Trauma processing: what am I talking about? I am looking at something that Carlijn (a singer/songwriter who works with me and normally writes songs about my blogs) wrote, and this time I am writing this blog about her work rather than the other way around.
I am looking at this like someone who knows the pattern, and I see that it’s more than an ode to people who decided to live. I see their entire path through the core of trauma processing.
The feelings you have locked away
Start with what trauma does to you. It teaches you not to feel. What is too big, too close, too scary, you tuck away. It’s a survival method. Anything in that moment that you can’t carry, you put aside. A part of you separates itself from what happened and continues to live, whilst another part gets stuck in the time of the trauma.

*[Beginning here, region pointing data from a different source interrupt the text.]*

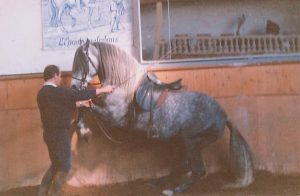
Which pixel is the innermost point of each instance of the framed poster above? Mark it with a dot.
(68, 23)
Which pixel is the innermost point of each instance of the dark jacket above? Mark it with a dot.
(57, 103)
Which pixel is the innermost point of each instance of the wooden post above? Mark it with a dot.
(158, 22)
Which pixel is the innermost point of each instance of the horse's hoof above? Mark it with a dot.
(182, 187)
(87, 136)
(168, 192)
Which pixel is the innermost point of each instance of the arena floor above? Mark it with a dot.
(265, 184)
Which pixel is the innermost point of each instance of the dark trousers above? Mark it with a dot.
(59, 148)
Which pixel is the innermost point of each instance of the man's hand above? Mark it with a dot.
(84, 103)
(105, 89)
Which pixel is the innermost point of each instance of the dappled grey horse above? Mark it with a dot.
(142, 103)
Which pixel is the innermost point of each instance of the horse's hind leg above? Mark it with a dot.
(194, 144)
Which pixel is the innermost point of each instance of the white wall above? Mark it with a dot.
(21, 40)
(217, 17)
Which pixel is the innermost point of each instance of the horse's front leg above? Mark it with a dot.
(82, 130)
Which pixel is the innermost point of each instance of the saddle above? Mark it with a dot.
(152, 92)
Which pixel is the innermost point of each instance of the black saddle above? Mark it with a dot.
(152, 92)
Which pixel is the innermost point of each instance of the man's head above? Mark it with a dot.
(52, 74)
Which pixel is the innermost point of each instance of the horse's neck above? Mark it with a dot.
(116, 106)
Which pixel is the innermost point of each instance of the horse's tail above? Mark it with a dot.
(240, 158)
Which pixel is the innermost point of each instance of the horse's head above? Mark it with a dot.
(85, 65)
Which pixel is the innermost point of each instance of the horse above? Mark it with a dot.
(60, 7)
(195, 117)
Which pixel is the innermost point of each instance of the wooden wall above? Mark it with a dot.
(262, 100)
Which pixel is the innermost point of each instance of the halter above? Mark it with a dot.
(85, 73)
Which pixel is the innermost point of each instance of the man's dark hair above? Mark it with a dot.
(50, 71)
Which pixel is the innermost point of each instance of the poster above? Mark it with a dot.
(68, 23)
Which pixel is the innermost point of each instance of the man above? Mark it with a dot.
(56, 104)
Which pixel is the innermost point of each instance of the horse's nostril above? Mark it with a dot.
(74, 87)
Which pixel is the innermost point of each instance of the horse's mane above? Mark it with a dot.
(117, 67)
(80, 59)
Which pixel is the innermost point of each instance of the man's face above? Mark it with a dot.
(57, 79)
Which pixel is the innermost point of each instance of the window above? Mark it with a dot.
(202, 30)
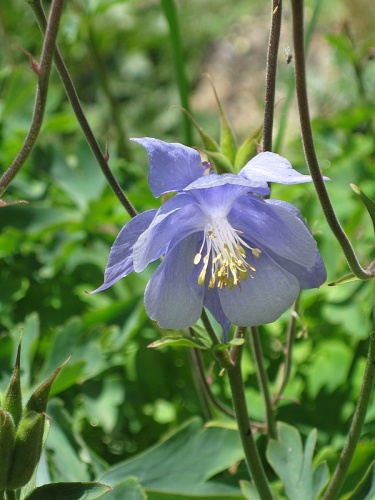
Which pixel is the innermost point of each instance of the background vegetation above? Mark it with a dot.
(116, 398)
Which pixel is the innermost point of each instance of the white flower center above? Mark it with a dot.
(227, 252)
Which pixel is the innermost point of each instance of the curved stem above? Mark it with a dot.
(263, 381)
(200, 381)
(222, 355)
(123, 147)
(169, 9)
(253, 460)
(74, 101)
(357, 422)
(273, 47)
(43, 70)
(308, 142)
(204, 389)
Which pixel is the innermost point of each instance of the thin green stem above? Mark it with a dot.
(74, 101)
(291, 333)
(285, 106)
(11, 494)
(355, 430)
(308, 142)
(253, 460)
(43, 70)
(263, 382)
(273, 48)
(170, 12)
(123, 148)
(204, 388)
(200, 381)
(222, 355)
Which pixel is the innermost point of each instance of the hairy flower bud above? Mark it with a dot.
(7, 439)
(27, 449)
(12, 400)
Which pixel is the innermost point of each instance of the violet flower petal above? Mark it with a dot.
(173, 297)
(120, 261)
(271, 167)
(172, 166)
(263, 298)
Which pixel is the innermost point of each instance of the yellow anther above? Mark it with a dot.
(227, 252)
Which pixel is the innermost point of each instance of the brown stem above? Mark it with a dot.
(74, 101)
(273, 47)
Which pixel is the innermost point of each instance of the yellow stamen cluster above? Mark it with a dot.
(227, 253)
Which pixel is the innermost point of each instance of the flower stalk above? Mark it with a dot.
(263, 382)
(308, 143)
(252, 457)
(273, 48)
(43, 71)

And that comes at a cost. If you don’t face that feeling, you won’t contradict it either. Psychological suffering is like a conversation that stalls, the significance of what is happening in the part that got stuck, is going to drown out the part that continued to live. “Nobody stays, I’m not worth it.” That voice gets louder when it’s not contradicted. Every look from someone who does care about you is being bent into proof of the opposite being true. And at the end, all that is left is the monologue. And that monologue pulls you down. Towards self-destruction, and sometimes towards death.
Space is created
That’s how you get to the bottom. What people call rock bottom: the realisation that this is the lowest point, and there’s nothing underneath it. And then something strange happens there. There, where the monologue has nothing to defend, space is created. Not because rock bottom is something beautiful, but because there’s nothing left to destroy and the feeling you’ve been hiding away for so long can finally resurface.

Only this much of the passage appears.